Before that, however, Mr Sarkozy puzzled many of his own supporters by granting Gaddafi an obsequious and glittering state visit to France in December 2007. It later emerged that a number of contracts had been signed by France and Libya, including a deal to supply surveillance equipment to the Libyan intelligence services.

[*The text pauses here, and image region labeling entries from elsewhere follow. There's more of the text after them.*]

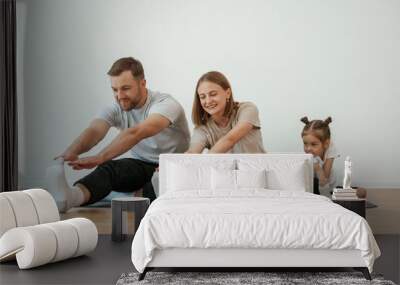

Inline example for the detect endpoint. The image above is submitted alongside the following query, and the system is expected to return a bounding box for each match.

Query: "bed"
[132,154,380,280]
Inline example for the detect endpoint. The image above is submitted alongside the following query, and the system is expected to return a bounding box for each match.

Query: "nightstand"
[332,199,366,218]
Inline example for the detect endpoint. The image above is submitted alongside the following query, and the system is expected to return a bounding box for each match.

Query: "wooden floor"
[60,207,135,235]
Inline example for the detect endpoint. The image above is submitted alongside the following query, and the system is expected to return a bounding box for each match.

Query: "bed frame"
[139,153,371,280]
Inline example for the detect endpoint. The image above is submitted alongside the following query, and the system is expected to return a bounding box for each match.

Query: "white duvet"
[132,189,380,272]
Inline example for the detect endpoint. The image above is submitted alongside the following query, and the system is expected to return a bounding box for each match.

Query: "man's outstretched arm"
[56,119,110,161]
[69,114,171,169]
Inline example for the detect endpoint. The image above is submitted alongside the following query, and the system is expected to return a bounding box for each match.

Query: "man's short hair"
[107,57,144,80]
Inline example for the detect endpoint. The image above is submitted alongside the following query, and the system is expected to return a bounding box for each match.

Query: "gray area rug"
[117,272,395,285]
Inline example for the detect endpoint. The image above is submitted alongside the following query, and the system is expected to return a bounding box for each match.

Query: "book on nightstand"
[332,188,362,200]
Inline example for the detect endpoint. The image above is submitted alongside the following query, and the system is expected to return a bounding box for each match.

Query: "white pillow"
[211,167,236,190]
[166,160,235,191]
[236,169,267,188]
[211,168,267,190]
[238,159,308,191]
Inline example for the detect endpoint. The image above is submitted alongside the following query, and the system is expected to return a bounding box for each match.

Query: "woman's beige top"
[190,102,266,153]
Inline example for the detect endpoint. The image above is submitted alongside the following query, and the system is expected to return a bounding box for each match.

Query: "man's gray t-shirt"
[97,89,190,164]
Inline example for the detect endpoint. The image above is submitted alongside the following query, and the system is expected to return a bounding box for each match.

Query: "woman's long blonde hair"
[192,71,237,126]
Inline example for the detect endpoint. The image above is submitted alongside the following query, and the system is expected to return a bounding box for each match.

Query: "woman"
[187,71,265,153]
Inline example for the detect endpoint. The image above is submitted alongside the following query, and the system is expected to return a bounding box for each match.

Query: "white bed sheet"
[132,189,380,272]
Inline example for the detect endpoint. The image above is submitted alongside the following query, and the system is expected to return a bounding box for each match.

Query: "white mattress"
[132,189,380,272]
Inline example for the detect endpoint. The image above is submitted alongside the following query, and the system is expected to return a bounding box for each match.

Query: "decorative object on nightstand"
[332,198,366,218]
[332,156,357,200]
[111,197,150,241]
[332,156,366,218]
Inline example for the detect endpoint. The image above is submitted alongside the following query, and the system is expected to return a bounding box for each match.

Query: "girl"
[187,71,265,153]
[300,117,339,197]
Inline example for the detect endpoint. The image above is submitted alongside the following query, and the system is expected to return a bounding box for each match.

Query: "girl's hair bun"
[300,116,310,125]
[324,116,332,125]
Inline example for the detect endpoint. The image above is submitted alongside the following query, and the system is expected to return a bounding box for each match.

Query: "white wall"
[17,0,400,187]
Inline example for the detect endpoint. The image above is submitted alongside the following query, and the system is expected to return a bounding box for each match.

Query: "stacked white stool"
[0,189,98,269]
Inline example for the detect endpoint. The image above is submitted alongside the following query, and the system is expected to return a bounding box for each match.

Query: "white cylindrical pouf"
[64,218,98,257]
[23,189,60,224]
[2,191,39,227]
[41,221,79,262]
[0,225,57,269]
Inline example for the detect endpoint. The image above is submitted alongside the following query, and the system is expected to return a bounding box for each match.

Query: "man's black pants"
[74,158,158,204]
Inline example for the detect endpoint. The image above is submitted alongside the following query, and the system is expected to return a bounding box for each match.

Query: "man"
[47,57,190,212]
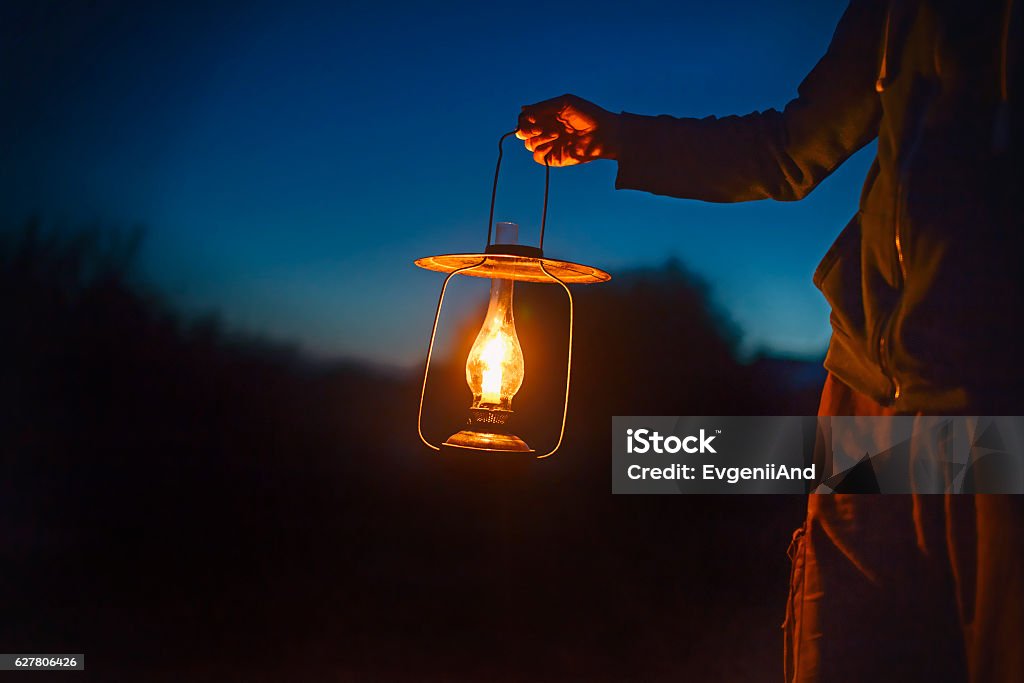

Mr Takieddine is under formal investigation for a number of alleged offences including receiving illegal kick-backs on French arms deals to Pakistan and Saudi Arabia in 1993-5. In a meeting on 19 December to discuss these allegations with Judge Renaud van Ruymbeke, Mr Takieddine offered to steer the French judicial system towards written evidence of kick-backs to Mr Sarkozy’s 2007 campaign. He said there had been a series of meetings to organise the payments in 2006-2007 between Mr Gueant, then Mr Sarkozy’s chief of staff, and Mr Gaddafi’s private secretary, Bashir Saleh.
Written accounts of these meetings, Mr Takieddine told the judge, had been handed to the former Libyan Prime Minister, Al Baghdadi al-Mahmoudhi. After the Libyan revolution, Mr Mahmoudhi sought and received unofficial asylum in France. He has recently been returned to Tripoli by Tunisia, having left France after Mr Sarkozy lost the presidential election in June last year.